Il Multiple Myeloma è un cancro del sangue che colpisce le cellule plasmatiche del midollo osseo. Quando la malattia è appena diagnosticata e il paziente è idoneo a un trapianto di cellule staminali, il trattamento prevede una combinazione di farmaci somministrati per via orale o sottocutanea: teclistamab, lenalidomide, bortezomib, daratumumab e dexamethasone. Questi medicinali agiscono insieme per ridurre le cellule tumorali prima del trapianto.

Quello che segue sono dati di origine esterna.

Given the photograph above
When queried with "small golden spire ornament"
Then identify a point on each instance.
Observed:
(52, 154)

Lo scopo dello studio è valutare l’efficacia della combinazione di questi farmaci rispetto a un regime standard, misurando la MRD negativity a un livello di sensibilità di 10⁻⁶.
I partecipanti ricevono diverse cicli di terapia di induzione, seguiti da una dose alta di melphalan (un farmaco che distrugge le cellule del midollo) e poi dal stem cell transplantation, durante il quale le proprie cellule staminali vengono reinfuse per ricostituire il midollo. Dopo il trapianto, i pazienti entrano in una fase di mantenimento con controlli periodici, inclusi prelievi di sangue e test di NGS (una tecnologia che legge il DNA per verificare la presenza di cellule tumorali residue). Il follow‑up continua per circa due anni per osservare la durata della risposta e la comparsa di eventuali infezioni gravi.